La mia sensei mi disse un giorno che non le importava se facessi o meno dei progressi. La pagavo perché mi insegnasse ma dovevo incontrarla a metà strada nel mio apprendimento. Non fu finché mi fu chiaro che volevo studiare il tè che incominciai a concentrarmi su quello che facevo tutte le settimane. Incominciai a pensare alla lezione dopo essere andata a casa e prima di quella successiva. Divenni diligente nello scegliere un nome poetico per il mio chashaku ogni settimana. La cosa divertente era che, quando divenni uno studente migliore, la mia sensei divenne più severa con me. Dovevo lavorare ancora più sodo di quando ero una studentessa pigra.
Quando andai in Giappone, uno dei miei sensei ci disse che eravamo seduti su una montagna di gioielli ma che avremmo dovuto scavare per estrarli noi stessi. Non era il compito dell’insegnate vedere che io avevo una buona esperienza per l’anno in cui eravamo. Questa è stata una dura lezione per me. Quando mi ribellavo o ero pigra o non volevo fare quello che ero supposta di fare o essere quello che si supponeva io fossi, le cose diventavano più difficili per me. Quando mi applicai, tutti i tipi di cose speciali attraversarono la mia strada. Mi stavano allenando.

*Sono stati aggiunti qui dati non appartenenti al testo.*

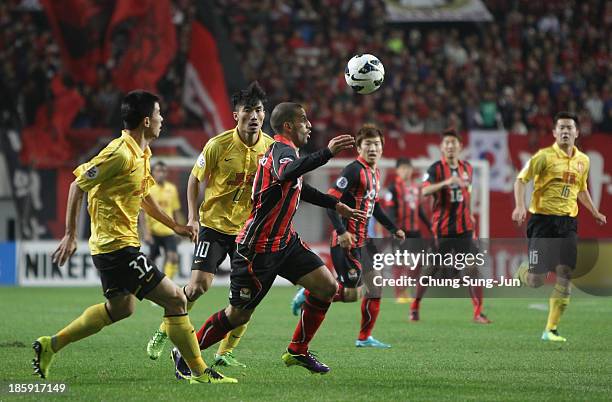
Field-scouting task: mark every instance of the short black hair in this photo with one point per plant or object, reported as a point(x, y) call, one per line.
point(403, 162)
point(135, 106)
point(249, 96)
point(282, 113)
point(160, 164)
point(565, 115)
point(451, 132)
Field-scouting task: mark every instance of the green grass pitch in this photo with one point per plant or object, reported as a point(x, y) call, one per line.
point(443, 357)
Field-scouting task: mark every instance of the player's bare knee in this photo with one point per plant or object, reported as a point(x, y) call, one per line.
point(238, 316)
point(173, 258)
point(176, 302)
point(329, 289)
point(120, 309)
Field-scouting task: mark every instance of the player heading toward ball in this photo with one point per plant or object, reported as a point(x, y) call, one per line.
point(268, 245)
point(118, 181)
point(560, 174)
point(227, 165)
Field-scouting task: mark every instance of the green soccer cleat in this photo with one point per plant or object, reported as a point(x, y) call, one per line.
point(156, 344)
point(227, 359)
point(309, 361)
point(44, 356)
point(210, 376)
point(552, 336)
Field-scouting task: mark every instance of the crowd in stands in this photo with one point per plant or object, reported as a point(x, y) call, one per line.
point(535, 59)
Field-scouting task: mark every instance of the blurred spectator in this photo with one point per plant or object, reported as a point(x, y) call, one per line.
point(535, 59)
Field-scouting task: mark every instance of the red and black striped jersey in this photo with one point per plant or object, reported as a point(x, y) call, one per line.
point(358, 186)
point(451, 208)
point(403, 201)
point(276, 194)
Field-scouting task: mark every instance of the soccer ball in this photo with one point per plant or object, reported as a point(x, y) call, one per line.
point(364, 73)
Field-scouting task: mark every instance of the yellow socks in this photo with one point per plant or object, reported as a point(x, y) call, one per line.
point(522, 273)
point(93, 319)
point(181, 333)
point(170, 269)
point(232, 339)
point(558, 302)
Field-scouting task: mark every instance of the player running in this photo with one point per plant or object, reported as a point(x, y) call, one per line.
point(560, 173)
point(449, 181)
point(156, 234)
point(403, 202)
point(118, 181)
point(268, 245)
point(227, 164)
point(358, 187)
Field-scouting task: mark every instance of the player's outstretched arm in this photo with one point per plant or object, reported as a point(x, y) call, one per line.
point(67, 245)
point(586, 200)
point(152, 209)
point(520, 212)
point(193, 192)
point(289, 167)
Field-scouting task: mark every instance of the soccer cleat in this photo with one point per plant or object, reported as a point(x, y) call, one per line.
point(156, 344)
point(298, 301)
point(44, 356)
point(482, 319)
point(210, 376)
point(552, 336)
point(181, 369)
point(309, 361)
point(227, 359)
point(371, 343)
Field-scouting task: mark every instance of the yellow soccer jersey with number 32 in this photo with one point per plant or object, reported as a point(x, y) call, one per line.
point(229, 165)
point(558, 179)
point(116, 181)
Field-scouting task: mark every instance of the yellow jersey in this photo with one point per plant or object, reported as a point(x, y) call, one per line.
point(166, 195)
point(229, 165)
point(558, 178)
point(116, 180)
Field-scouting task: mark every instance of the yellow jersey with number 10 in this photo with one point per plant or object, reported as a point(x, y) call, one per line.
point(558, 178)
point(228, 165)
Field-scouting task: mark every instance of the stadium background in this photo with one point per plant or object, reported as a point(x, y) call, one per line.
point(496, 70)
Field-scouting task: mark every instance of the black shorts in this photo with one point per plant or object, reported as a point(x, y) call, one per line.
point(347, 264)
point(458, 243)
point(552, 241)
point(125, 271)
point(253, 274)
point(168, 243)
point(211, 250)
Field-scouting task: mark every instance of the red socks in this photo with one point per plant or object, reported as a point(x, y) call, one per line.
point(214, 329)
point(311, 317)
point(339, 294)
point(369, 312)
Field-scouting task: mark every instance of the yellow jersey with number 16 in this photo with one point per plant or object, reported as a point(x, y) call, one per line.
point(558, 178)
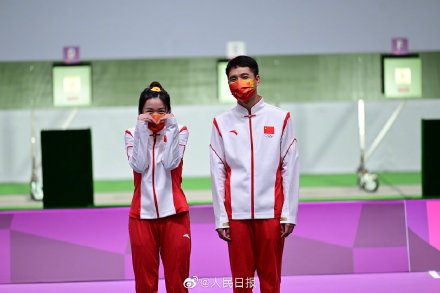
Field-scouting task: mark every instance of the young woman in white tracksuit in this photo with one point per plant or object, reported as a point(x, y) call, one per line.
point(158, 219)
point(255, 180)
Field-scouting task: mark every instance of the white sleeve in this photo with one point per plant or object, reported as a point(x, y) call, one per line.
point(289, 173)
point(218, 177)
point(137, 146)
point(175, 144)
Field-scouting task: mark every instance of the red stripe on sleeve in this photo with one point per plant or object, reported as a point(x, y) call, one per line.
point(285, 120)
point(218, 128)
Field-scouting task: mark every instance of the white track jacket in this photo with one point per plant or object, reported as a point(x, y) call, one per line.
point(254, 165)
point(157, 160)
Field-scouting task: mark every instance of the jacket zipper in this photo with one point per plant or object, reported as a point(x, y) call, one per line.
point(252, 166)
point(154, 187)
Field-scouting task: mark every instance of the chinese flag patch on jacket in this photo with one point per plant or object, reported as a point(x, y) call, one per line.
point(269, 130)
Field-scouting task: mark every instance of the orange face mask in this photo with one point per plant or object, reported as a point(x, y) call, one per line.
point(156, 127)
point(243, 90)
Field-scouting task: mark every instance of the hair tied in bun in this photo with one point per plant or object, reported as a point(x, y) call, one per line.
point(155, 89)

C’erano alcuni studenti che erano molto bravi ad apparire bravi. Apparivano impegnati quando il sensei guardava e non facevano niente se lui non li guardava. Per la prima metà dell’anno, mi lamentavo spesso con una dei miei sempai delle cose che mi turbavano o che pensavo fossero ingiuste. Lei scuoteva la testa saggiamente a fronte di tutte le mie lamentele e diceva: “Sì, è un buon addestramento per te.” Quando potevo controllare le mie reazioni nei confronti delle altre persone o di quello che accadeva attorno a me, avevo un’esperienza di gran lunga migliore. Sapevo cosa dovevo fare e il solo farlo mi dava una soddisfazione sufficiente.
La mia sensei dice: “Fate la cosa giusta perché è la cosa giusta da fare.”